BA (Hist), MA, PhD Dr Gordon Briscoe, from the Marduntjara/Pitjantjatjara peoples of Central Australia, is a long-standing Indigenous activist, organiser, researcher, writer, teacher and mentor. He played a key role in inspiring ANU History Program to establish its Centre for Indigenous History and became the Centre’s inaugural Research Fellow in 2003. In 2004 he was awarded the Order of Australia for services to Aboriginal health, legal services and education. Dr Briscoe helped form an Aboriginal Progress Association in the late 1950s. He worked for the Foundation for Aboriginal Affairs and the Aboriginal Legal Service (a body he had helped to establish) in the late 1960s. In 1972, he helped establish a health service for the growing urban Aboriginal population in Sydney. He was also a Field Officer for the Commonwealth Office of Aboriginal Affairs and a senior liaison officer in the Department of Health and Acting Director of Professor Fred Hollows National Trachoma and Eye Health Program, where he advised on cultural protocols for approaching Aboriginal communities. Dr Briscoe began his academic career in 1981, studying history and politics at ANU. He gained his PhD on Indigenous health in the RSSS History Program in 1997. His current research projects include the Sydney Harbour Trust project, the ‘Native Census, 1920-44′, an Indigenous population study, and ‘Aborigines Between The Wars: 1920-1944’.
Christina Parolin »
Dr Christina Parolin researches in the field of early nineteenth century British radicalism. In 2009, she was awarded the J. G. Crawford Prize for her study, Radical Spaces, which explores the connection between architecture and space and popular radical culture in early 19th century London. During 2010-11 she held a Visiting Fellowship at the Humanities Research Centre, The Australian National University. Christina is currently the Executive Director of the Australian Academy of the Humanities.
Her publications include: ‘The ‘She-Champion of Impiety’: a case study of female radicalism’ in M.T Davis and Paul. A Pickering (eds), Unrespectable Radicals? Popular Politics in the Age of Reform, Ashgate, 2008; ‘Let us have truth and liberty’: contesting Britishness and Otherness from the prison cell, London 1820-26’, Humanities Research, vol xiii, no.1 2006, pp.71-84; and Michael Davis, Iain McCalman, Christina Parolin (eds) Newgate in Revolution: An anthology of Radical Prison Literature in the Age of Revolution, Continuum Press, London, 2005. Her latest publication is Radical Spaces: Venues of Popular Politics in London 1790-c.1845, ANU Press, 2010.
Porer Nombo »
Porer Nombo is Local Government representative (Komiti) for the villages of Reite, Sarangama and Marpungae in Ward 16 of Mot 1 District on the Rai Coast of Papua New Guinea, a position he has been asked to occupy since the early 1980s. Growing up in the village in the 1950s and 60s, he never learned to read or write but was educated about plants and healing, among other things, by his elders, and is recognised as the leading local authority on kastom (effective modes of action from past and present).

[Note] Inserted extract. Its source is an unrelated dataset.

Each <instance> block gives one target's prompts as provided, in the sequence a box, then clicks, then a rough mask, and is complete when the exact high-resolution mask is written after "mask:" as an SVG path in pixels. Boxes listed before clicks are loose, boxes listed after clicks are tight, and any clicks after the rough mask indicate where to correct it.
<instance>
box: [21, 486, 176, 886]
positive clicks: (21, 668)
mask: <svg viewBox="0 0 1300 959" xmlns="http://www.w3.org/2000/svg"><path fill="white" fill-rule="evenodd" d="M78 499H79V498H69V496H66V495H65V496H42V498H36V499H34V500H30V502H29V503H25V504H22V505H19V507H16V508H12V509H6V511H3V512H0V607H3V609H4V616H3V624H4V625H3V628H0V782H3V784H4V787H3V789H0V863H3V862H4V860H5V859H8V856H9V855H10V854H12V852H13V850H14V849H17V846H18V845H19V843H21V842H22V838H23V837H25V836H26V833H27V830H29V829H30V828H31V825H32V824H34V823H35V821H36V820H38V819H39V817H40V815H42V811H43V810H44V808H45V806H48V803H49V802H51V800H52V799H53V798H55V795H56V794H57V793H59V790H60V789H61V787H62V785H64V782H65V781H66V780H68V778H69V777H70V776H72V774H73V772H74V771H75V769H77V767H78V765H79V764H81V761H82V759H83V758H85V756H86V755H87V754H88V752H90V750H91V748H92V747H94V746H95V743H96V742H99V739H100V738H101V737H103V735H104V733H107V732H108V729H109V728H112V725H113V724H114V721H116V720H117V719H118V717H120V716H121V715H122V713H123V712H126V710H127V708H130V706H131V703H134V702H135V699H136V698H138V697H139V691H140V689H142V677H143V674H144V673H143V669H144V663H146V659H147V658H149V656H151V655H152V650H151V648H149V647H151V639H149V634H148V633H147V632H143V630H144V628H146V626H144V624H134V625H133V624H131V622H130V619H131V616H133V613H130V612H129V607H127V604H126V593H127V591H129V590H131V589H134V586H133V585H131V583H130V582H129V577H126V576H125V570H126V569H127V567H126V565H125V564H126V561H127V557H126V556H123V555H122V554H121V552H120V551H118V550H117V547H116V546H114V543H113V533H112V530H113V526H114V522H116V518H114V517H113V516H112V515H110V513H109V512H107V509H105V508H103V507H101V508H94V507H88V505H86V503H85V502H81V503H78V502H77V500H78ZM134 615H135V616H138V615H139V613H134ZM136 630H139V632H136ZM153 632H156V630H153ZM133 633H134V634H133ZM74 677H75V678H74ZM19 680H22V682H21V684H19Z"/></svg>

In 2000, he gave a presentation to the Motupore Island Seminar on Intellectual and Cultural Property in Port Moresby organised by the University of Papua New Guinea, and in 2009 he visited the UK at the request of the British Museum to assist them in their work.
Christopher B. Yardley »
Chris Yardley worked as a salesman in the computer industry for 46 years, during 1961–2005. His career, following every opportunity afforded, resulted in him living and working in five countries during this time. He has travelled extensively in some thirty countries. He has a real interest in the political and cultures of these countries and how it determines the salesman’s approach to doing business. Prior to retirement he undertook making a record of the computer industry in which he was working coming to the conclusion that it had been the front-line salesmen who had created the computer and communications explosion we have seen since the 1980s.
Post retirement he has undertaken a Master of Science Communication at the Australian National University and followed that with a science communication study leading to a PhD.